Now let’s add in capital. Most of the time, you can increase your wealth by investing. How do we compare goods now from goods in the future for the purposes of taxation? To get an equal tax, the ratio of how much you could get today should be the same as the proportion of what you could get in the future, relative to what you contributed. So an equal tax rate of 50% should allow you to get 50% of what you contributed today, or 50% of what you could have gotten in the future, relative to a tax free world.

Equal Tax Rates
50% Current tax
50% Future Tax

Capital Gains Tax
Capital gains taxes, which tax investment, result in creating two different tax rates depending on when someone consumes.

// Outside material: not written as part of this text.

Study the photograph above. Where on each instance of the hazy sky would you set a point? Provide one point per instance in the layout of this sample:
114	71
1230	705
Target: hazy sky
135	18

If you consume right away, you are taxed equal to the income tax. If you wait to consume, you are taxed by both the income and the capital gains tax. Investments generate positive externalities and so taxing investment more than immediate consumption is a bad idea. The graph below shows how capital gains taxes work:
Capital Gains Tax
Area 1 is the amount collected by the income tax. The Area 3 is the investment return that would have accrued had there been no income tax. The investment grows from 50 to 100 instead of 100 to 200. It never exists, so it is not a collected tax. Area 2 is the amount collected by the capital gains tax. The capital gains tax is levied on the increase from 50 to 100, and so collects 25. The person is able to consume 75 in the future. Under a consumption tax, the taxpayer would have been able to consume 100, or half the amount they would have been able to in a tax free world. Under a combined income and capital gains tax of 50% each, they are only able to consume 75.

My Opinion
I favor a consumption tax. It has the advantage of taxing all income, no matter the source, at an equal rate. It also encourages investment, relative to a income and consumption tax. Capital gains taxes are often framed as affecting only the rich, but this is not true. Capital taxes affect middle class savers as well as workers, by reducing investment and thus labor productivity. If you want to target the rich, it is far better to do that directly through a progressive consumption tax, which only targets those who are actually consuming more than the average person. The quirmy super rich will always find a way to avoid paying the rat’s nest of taxes that America currently has. The experience in Europe has been that consumption taxes are very easy to collect and very hard to evade. As the saying goes, even drug dealers pay the VAT.

Further Reading:
Garett Jones on taxing capital
Robert Frank on the Progressive Consumption tax
Scott Sumner on the optimal tax
My post on land taxes

2 Comments leave one →
  1. March 12, 2013 4:09 pm

    If you eliminate the cap on IRA contributions you can have a progressive consumption tax. If you make all the other taxes individual you greatly simplify taxation. We could put all of our income into an IRA and pay a progressive consumption tax on the money that we draw out of the IRA. You can already borrow from an IRA to buy a house so that works also. Now if one wants to fund a business startup there would need to be a way to do that pretax perhaps through a lborrowing from the IRA.

    • March 13, 2013 4:08 pm

      That sounds reasonable. I think one reason why our tax code is so complex is to hide the burden of taxation, so people don’t get upset about it.